Sunday, June 21, 2015
Let's face it, most students need to be taught how to plan, prioritize, and promptly complete assignments.

I started out the year testing students on their Fountas and Pinnell Reading Levels (A-Z). Since I work primarily with the 6th and 7th grade students, it took my co-teacher and I close to 3 weeks to finish testing all the students. Which seems like a lot, but it was perfect timing since we spent a week on procedural learning (Kagan Cooperative Learning and behavioral systems) / executive functioning (setting up our binders and notebook systems) and another week introducing students to our whole class reading novel (Reader's Journey workbooks and Things Not Seen).

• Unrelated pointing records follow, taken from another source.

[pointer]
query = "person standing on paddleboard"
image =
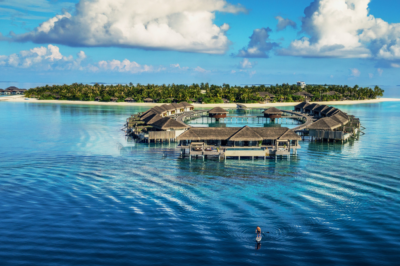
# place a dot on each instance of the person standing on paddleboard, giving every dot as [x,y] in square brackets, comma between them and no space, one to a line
[258,231]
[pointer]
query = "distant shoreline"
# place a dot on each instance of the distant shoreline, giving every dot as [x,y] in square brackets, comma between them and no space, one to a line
[20,98]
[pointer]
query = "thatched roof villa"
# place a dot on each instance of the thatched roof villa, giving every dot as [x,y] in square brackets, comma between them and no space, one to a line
[273,113]
[331,93]
[301,106]
[251,141]
[265,95]
[303,94]
[167,123]
[217,113]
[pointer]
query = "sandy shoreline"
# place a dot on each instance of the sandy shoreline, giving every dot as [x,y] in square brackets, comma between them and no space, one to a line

What we learned within those three weeks were: 
  • Planners/ agendas did not arrive and we were going to have to wait 3 more weeks.
  • Whole Group Reading assignments were not completed because students were not writing down their assignments/ there was a lot of confusion on what pages to read - "I asked my friend in RM 123 what pages to read and they said we were on this page." I mean... come on!
  • Reading a chapter over 1 -2 nights was too much for the students (our book had extremely long chapters)
  • Our students with disabilities were emerging executive function learners (this is my polite way of describing how much of a hot mess they were when it came to planning, prioritizing, and promptly completing assignments).
So how did we solve it?
I recommended bookmarks. Not just your usually fold the sides of the pages, using a post-it, or scraps of paper, but bookmarks with due dates and page numbers. Let's just look at the benefits, shall we?

  • No Planner? Solved. 
    • Students wrote down the due dates and pages on the bookmark itself. We eventually laminated them to conserve paper. Expo Markers weren't the greatest, they rubbed off. Crayola washable markers stayed on much longer than Expo.
  • Confusion over pages? Solved. 
    • Students had a laminated bookmark that identified where they left off. No more lost scraps of paper or unfolded corners!
  • Long chapters? Solved.
    • Students wrote down the exact pages they had to read every night and knew where they left off.
  • Students with Disabilities being a hot mess with writing down assignments? Solved.
    • We modeled the correct procedure for them and watched as they learned where to write down their guided reading assignment, when it was due, and checking off the assignments that were completed. Later on in the year, the bookmark became very convenient for students who didn't want to bring a million things home/ to class, and instead just took home the book with the bookmark inside. We found that this kept them accountable - even if you forgot your planner, your bookmark is inside your book. No excuses!